GPTQ quantization on Custom dataset

Following the tutorial from optimum, it says a list of string can be passed as a dataset, but my question is how to pass dataset having multiple columns ?

dataset = ["auto-gptq is an easy-to-use model quantization library with user-friendly apis, based on GPTQ algorithm."]
quantization = GPTQConfig(bits=4, dataset = dataset, tokenizer=tokenizer)
2 Likes

Any further progress on this?? I am facing same issue

I haven’t looked much on this , @VikrantKadam will look onto it later.

If you want to pass a dataset with multiple columns, you need to structure your dataset appropriately.
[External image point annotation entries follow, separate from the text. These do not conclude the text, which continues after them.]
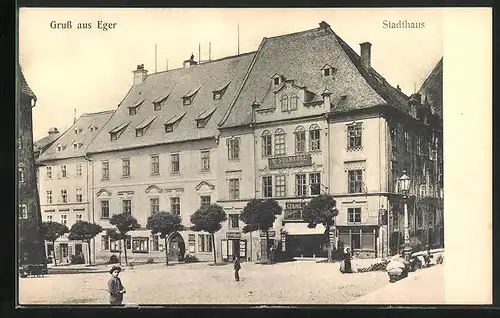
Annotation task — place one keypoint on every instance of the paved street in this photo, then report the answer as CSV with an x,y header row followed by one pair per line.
x,y
285,283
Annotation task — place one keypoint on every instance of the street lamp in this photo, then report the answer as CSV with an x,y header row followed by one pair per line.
x,y
404,182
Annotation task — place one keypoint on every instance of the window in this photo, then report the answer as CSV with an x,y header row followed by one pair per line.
x,y
155,165
191,242
355,181
174,160
155,243
175,205
354,215
279,142
315,183
204,200
104,243
280,186
127,206
21,174
234,149
267,144
140,245
300,185
314,137
104,209
234,221
294,100
79,195
125,167
23,211
64,196
267,186
64,219
284,103
354,136
205,160
48,172
64,173
155,205
300,139
234,189
204,243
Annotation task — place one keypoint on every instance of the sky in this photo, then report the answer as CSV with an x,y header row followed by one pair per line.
x,y
90,70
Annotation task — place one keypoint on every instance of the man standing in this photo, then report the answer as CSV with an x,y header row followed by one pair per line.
x,y
115,287
237,268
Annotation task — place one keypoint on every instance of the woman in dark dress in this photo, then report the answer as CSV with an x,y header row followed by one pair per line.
x,y
347,261
115,287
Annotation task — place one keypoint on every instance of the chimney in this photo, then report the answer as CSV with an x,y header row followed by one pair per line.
x,y
191,61
326,98
53,131
366,54
140,74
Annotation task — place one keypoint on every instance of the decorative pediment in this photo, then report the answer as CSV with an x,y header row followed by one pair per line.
x,y
103,193
204,184
153,189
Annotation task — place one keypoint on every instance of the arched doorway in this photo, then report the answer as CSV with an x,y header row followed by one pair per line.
x,y
176,248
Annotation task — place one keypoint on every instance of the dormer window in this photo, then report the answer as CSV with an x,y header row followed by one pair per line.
x,y
118,130
328,70
143,126
204,117
132,109
189,97
219,92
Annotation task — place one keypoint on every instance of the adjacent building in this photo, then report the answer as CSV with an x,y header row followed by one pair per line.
x,y
30,248
63,178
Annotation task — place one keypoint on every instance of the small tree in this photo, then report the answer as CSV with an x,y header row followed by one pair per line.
x,y
321,210
51,231
124,222
115,236
209,219
260,215
84,231
164,223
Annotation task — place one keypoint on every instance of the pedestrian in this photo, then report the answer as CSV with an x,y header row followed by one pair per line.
x,y
237,268
115,287
347,261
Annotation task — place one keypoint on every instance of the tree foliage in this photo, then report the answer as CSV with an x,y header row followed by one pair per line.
x,y
320,210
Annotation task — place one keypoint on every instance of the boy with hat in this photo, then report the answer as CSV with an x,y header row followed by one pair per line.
x,y
115,287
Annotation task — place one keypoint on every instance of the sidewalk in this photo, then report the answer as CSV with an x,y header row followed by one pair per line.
x,y
424,286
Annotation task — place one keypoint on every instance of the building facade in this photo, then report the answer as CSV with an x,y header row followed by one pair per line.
x,y
30,248
63,178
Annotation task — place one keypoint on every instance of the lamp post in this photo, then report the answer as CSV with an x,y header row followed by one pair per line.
x,y
405,187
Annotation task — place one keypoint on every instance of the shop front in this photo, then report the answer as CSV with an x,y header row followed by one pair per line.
x,y
233,246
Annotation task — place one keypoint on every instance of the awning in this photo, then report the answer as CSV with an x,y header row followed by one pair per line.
x,y
139,233
302,229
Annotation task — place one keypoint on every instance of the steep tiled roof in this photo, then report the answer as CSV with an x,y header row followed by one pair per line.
x,y
45,141
300,57
432,89
24,87
201,79
83,138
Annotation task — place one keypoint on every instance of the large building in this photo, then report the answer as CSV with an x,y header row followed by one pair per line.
x,y
30,248
63,178
303,115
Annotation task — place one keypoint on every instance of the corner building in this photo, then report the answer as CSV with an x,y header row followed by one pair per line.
x,y
158,152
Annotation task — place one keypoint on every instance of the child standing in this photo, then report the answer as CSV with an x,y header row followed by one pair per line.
x,y
115,287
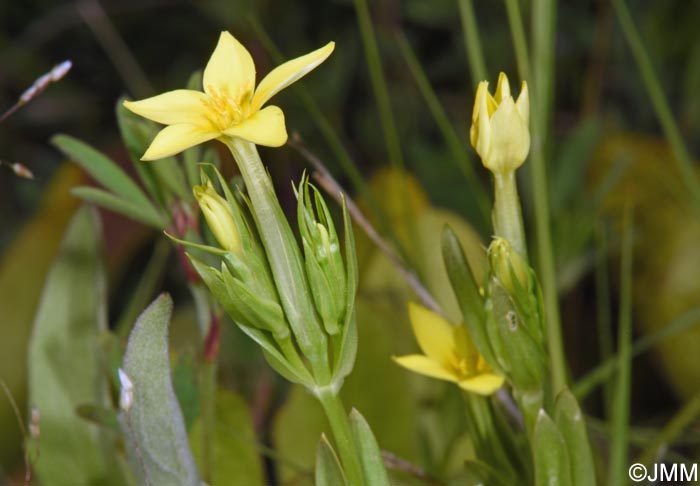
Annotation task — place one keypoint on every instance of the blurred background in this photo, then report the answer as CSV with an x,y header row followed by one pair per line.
x,y
605,148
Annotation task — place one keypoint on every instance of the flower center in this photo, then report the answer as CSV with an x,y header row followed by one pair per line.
x,y
226,110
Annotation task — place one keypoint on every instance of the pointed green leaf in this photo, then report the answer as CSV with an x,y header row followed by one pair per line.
x,y
368,449
64,366
552,461
571,424
104,170
329,472
467,293
119,205
153,426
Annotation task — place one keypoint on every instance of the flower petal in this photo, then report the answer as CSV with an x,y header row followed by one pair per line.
x,y
511,139
484,384
425,366
174,139
179,106
502,88
230,71
266,127
289,72
434,334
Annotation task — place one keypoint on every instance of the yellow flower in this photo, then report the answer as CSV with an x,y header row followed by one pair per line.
x,y
217,212
499,131
449,355
230,105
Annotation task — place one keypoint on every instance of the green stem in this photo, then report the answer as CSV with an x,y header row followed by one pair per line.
x,y
284,257
659,101
207,398
472,42
519,40
342,435
540,187
621,404
476,193
381,93
507,215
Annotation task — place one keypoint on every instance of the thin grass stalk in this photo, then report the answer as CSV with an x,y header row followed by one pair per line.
x,y
617,474
659,101
472,42
540,191
381,94
454,142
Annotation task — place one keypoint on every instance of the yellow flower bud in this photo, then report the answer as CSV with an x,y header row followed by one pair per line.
x,y
499,131
219,217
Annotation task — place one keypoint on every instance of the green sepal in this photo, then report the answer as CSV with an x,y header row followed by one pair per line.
x,y
328,471
255,309
471,302
370,455
572,426
552,461
521,357
275,358
345,351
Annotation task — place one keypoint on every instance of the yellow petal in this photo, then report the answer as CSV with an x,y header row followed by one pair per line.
x,y
266,127
484,384
230,71
433,333
179,106
523,103
510,141
175,138
289,72
425,366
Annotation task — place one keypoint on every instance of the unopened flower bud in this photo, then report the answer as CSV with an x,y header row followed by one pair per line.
x,y
499,131
509,267
217,212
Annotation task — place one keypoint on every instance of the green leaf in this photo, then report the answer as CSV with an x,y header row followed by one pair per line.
x,y
552,462
153,426
571,424
64,366
236,459
137,134
104,170
368,449
328,469
467,292
119,205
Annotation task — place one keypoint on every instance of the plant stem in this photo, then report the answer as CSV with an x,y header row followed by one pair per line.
x,y
284,257
381,93
621,404
342,435
472,42
540,187
507,215
659,101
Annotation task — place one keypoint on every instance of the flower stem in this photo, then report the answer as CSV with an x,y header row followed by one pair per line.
x,y
284,257
507,216
342,435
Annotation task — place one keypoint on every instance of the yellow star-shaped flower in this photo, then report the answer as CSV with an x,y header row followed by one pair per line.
x,y
230,106
449,353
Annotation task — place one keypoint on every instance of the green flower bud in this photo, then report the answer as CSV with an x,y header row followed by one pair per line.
x,y
219,217
509,267
323,259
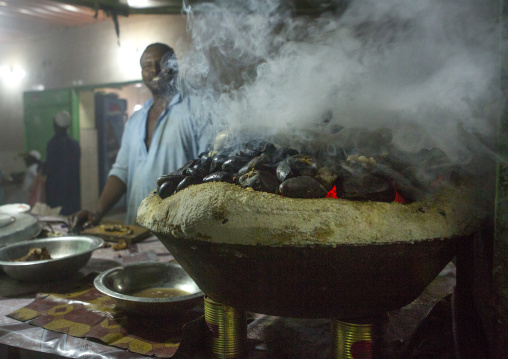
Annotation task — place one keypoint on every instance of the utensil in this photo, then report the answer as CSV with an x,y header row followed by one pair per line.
x,y
69,254
122,284
17,227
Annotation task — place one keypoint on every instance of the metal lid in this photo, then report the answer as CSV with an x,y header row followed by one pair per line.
x,y
17,227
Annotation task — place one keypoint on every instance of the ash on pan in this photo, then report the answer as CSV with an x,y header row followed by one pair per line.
x,y
375,171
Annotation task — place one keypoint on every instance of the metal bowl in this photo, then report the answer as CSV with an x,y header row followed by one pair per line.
x,y
122,283
69,254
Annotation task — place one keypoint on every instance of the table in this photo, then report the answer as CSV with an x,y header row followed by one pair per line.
x,y
268,336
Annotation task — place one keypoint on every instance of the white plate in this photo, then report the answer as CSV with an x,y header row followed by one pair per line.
x,y
14,208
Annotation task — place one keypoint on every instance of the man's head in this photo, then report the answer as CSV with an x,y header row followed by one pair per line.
x,y
151,67
61,121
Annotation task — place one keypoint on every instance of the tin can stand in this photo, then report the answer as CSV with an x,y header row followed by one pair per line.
x,y
354,340
227,330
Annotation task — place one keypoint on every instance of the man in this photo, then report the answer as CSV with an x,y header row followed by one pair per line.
x,y
32,191
62,167
158,139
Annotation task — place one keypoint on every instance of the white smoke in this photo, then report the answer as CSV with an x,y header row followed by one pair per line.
x,y
429,70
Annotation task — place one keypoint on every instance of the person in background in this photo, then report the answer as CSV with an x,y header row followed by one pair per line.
x,y
62,167
31,189
158,139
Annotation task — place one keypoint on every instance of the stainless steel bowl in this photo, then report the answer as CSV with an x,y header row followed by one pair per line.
x,y
69,254
122,282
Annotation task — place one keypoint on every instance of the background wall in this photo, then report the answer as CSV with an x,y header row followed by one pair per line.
x,y
88,55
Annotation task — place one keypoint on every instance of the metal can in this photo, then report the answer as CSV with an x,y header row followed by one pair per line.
x,y
227,330
351,341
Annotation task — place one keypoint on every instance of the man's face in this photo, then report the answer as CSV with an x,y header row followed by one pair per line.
x,y
151,67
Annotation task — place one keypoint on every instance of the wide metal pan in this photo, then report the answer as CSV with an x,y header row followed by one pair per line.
x,y
285,271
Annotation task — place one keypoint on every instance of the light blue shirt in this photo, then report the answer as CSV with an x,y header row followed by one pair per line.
x,y
176,140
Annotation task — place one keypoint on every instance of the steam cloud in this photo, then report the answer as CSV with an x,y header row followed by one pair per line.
x,y
429,70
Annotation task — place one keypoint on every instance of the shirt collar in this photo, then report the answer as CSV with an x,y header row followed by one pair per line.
x,y
176,99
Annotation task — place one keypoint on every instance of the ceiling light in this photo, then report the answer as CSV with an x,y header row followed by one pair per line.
x,y
26,11
138,3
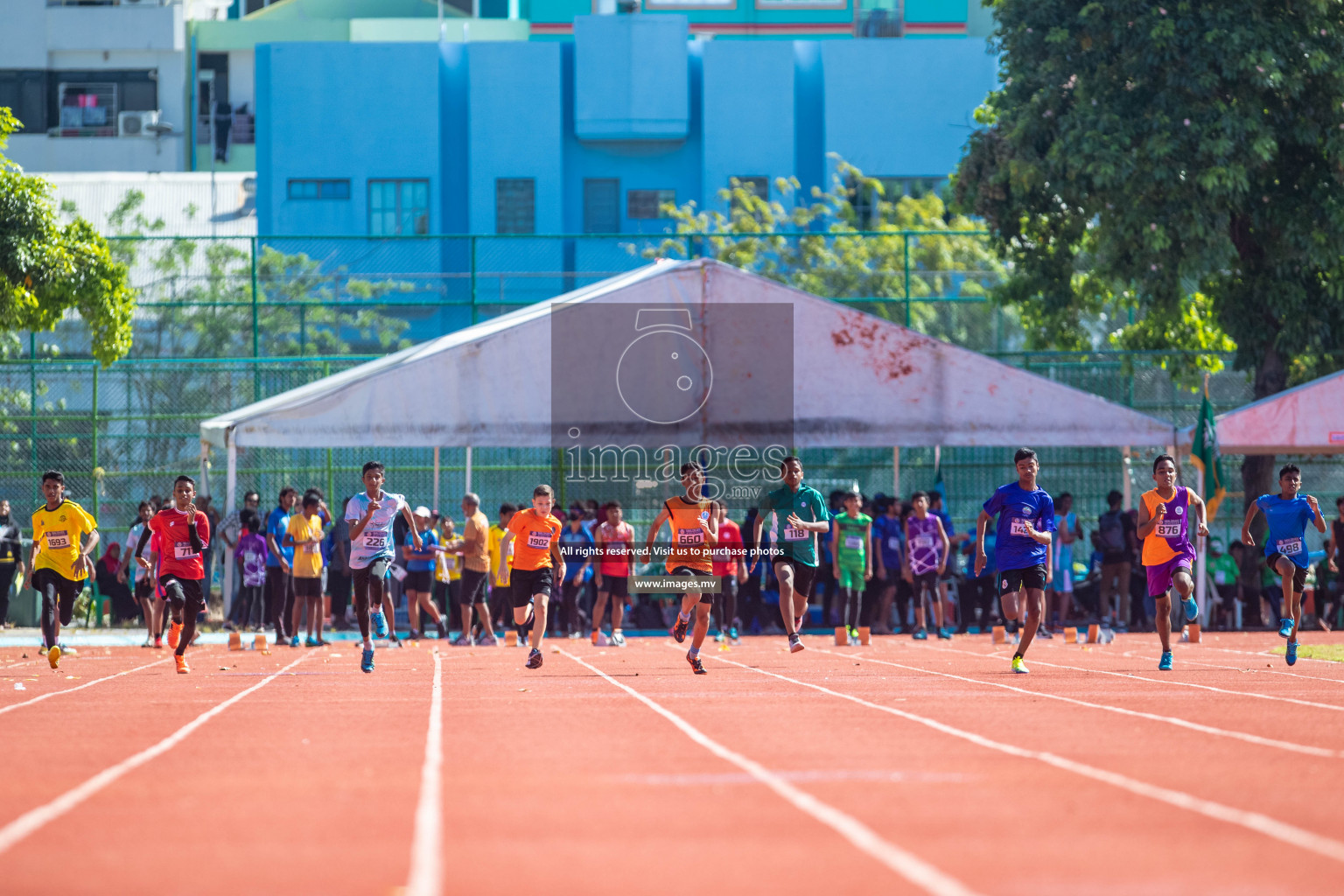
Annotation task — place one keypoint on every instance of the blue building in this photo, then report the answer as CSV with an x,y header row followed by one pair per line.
x,y
584,136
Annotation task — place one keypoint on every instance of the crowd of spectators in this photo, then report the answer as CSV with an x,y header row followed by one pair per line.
x,y
1098,578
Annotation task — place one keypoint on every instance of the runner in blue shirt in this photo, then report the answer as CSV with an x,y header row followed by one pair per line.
x,y
1022,544
887,536
1285,544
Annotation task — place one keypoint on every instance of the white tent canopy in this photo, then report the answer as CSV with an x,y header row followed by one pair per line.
x,y
864,382
1306,419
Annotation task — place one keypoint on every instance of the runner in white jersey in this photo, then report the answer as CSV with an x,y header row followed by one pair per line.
x,y
371,551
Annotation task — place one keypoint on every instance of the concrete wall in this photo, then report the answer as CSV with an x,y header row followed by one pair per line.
x,y
379,120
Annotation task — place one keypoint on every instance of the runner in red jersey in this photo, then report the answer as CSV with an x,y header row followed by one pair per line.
x,y
180,569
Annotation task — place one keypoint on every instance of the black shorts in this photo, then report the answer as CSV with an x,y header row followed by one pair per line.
x,y
418,580
927,580
1013,580
1298,572
528,584
308,587
689,571
186,590
617,586
804,577
472,589
62,590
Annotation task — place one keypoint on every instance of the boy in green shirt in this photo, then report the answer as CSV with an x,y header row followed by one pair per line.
x,y
852,564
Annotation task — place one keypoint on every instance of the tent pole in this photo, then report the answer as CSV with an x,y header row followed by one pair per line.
x,y
895,473
1128,488
1200,559
230,496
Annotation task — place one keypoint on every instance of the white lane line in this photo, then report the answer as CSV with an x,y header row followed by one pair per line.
x,y
426,878
1250,820
88,684
1264,672
906,864
35,818
1171,720
1160,682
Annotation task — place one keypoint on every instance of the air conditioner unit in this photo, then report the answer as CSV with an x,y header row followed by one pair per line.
x,y
137,124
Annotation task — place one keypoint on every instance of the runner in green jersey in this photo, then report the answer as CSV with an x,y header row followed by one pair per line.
x,y
800,514
852,562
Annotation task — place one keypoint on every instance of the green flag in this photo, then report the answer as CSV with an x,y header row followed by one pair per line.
x,y
1203,454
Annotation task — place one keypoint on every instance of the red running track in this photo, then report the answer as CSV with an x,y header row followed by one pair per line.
x,y
905,767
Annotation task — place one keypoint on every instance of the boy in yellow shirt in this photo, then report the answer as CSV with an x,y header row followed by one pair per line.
x,y
305,536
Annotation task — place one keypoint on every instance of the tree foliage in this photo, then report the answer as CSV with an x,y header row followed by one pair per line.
x,y
49,269
1184,161
851,243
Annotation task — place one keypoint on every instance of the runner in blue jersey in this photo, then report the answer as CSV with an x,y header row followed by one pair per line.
x,y
1022,546
1285,544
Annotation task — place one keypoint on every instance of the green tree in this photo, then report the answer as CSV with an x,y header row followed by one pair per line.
x,y
1179,161
49,269
851,243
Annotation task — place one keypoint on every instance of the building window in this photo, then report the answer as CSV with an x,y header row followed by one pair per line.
x,y
24,93
398,207
515,206
324,188
601,206
757,185
865,207
647,205
87,103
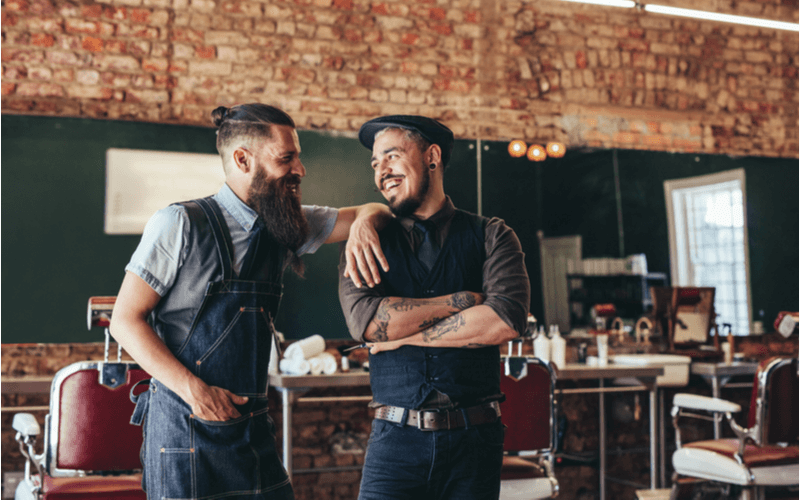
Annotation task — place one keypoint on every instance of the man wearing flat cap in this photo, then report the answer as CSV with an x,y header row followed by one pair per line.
x,y
456,289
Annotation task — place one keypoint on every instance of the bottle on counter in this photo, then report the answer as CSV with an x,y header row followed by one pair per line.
x,y
541,345
558,347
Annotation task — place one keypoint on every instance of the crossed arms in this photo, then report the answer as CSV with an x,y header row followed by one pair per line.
x,y
462,319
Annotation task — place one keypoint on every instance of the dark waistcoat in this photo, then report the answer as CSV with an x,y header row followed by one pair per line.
x,y
406,376
175,313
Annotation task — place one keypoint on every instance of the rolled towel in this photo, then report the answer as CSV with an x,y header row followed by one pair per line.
x,y
316,365
295,366
329,363
306,348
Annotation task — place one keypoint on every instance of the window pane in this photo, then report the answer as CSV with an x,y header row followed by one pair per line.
x,y
712,222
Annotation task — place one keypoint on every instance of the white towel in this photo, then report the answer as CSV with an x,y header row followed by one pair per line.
x,y
295,366
306,348
323,362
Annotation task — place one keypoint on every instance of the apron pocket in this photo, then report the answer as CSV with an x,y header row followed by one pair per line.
x,y
226,461
177,473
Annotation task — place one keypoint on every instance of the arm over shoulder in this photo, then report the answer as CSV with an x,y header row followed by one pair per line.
x,y
505,277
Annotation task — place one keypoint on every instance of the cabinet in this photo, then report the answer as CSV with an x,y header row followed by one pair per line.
x,y
630,294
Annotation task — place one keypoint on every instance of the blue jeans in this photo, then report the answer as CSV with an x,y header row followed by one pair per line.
x,y
403,462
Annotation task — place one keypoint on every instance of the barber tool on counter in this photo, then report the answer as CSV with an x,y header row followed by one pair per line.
x,y
601,314
786,323
558,347
541,345
309,356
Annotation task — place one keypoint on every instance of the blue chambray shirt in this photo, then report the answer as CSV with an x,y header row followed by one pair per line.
x,y
162,249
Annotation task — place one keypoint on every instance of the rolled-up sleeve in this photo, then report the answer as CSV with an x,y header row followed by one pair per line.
x,y
505,277
162,249
358,304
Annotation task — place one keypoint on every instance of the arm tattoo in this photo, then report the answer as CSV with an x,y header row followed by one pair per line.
x,y
462,300
406,304
429,322
451,324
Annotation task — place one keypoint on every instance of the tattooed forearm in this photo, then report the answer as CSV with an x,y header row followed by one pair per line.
x,y
380,334
451,324
407,304
462,300
429,322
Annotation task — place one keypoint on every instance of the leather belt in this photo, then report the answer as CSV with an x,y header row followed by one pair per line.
x,y
436,420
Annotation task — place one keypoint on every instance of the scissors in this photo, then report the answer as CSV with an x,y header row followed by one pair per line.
x,y
360,346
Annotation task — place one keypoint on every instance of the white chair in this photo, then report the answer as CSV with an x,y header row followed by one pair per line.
x,y
765,453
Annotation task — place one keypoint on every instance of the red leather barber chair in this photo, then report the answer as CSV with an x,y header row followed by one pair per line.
x,y
529,412
91,451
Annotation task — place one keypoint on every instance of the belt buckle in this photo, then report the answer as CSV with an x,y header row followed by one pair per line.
x,y
439,412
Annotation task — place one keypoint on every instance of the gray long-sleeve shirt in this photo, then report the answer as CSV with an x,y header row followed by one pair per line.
x,y
505,278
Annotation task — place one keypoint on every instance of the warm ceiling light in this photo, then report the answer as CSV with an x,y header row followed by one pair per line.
x,y
610,3
725,18
696,14
517,148
556,149
536,153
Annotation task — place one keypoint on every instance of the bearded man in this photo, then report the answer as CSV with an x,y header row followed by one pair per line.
x,y
456,290
196,306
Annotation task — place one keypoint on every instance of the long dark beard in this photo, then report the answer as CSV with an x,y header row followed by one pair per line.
x,y
410,205
280,211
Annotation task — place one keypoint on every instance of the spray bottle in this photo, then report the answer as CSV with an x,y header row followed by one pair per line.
x,y
558,347
541,345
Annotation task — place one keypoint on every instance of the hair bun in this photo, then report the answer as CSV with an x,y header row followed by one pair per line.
x,y
218,115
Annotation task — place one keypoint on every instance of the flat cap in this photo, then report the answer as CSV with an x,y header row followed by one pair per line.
x,y
430,129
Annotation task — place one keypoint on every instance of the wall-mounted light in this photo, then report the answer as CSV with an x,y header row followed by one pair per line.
x,y
608,3
536,153
696,14
725,18
517,148
556,149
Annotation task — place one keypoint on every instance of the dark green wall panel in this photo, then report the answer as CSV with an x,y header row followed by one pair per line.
x,y
56,254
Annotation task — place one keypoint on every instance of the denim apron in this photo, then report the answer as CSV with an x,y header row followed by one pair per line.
x,y
229,344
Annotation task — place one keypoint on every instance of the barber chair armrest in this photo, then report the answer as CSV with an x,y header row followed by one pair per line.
x,y
26,425
704,403
27,429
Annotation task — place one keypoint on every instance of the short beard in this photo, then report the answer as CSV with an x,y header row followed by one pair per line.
x,y
280,211
410,205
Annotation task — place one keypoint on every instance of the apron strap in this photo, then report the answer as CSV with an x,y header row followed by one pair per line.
x,y
221,234
141,400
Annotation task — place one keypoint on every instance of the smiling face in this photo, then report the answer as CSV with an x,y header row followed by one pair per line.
x,y
400,171
279,158
274,191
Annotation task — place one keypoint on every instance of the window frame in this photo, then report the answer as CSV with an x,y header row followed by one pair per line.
x,y
677,232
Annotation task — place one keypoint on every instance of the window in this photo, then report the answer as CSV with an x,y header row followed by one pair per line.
x,y
708,241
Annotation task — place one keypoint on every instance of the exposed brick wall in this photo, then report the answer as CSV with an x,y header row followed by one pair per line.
x,y
496,70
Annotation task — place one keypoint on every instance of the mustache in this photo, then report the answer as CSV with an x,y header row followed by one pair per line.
x,y
386,178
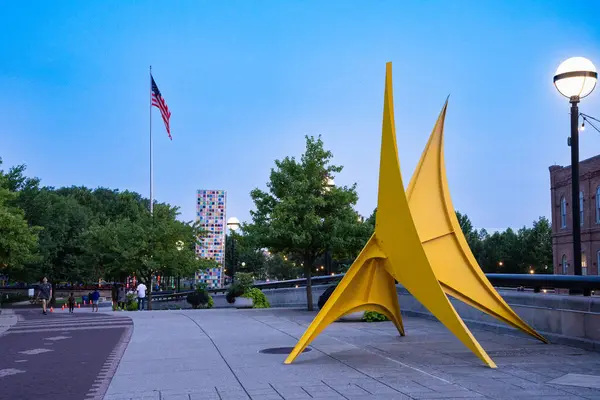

A list of strings, as in your example, is suitable for a single-column dataset. However, for a dataset with multiple columns, each entry in the list can be a dictionary where the keys represent column names and the values are the corresponding data for each column.

Here’s an example:

pythonCopy code

dataset = [
    {"text": "auto-gptq is an easy-to-use model quantization library", "label": "positive"},
    {"text": "another example of a sentence", "label": "negative"},
    # Add more entries as needed
]

quantization = GPTQConfig(bits=4, dataset=dataset, tokenizer=tokenizer)

In this example, each entry in the dataset list is a dictionary with keys "text" and "label". You can have additional columns if needed. Adjust the column names and values based on the structure of your dataset.

Make sure that the column names you use in the dataset match the column names expected by the GPTQConfig or any other part of your code that processes the dataset. If you are using a custom class or function for dataset processing, you might need to modify it accordingly to handle the dictionary structure.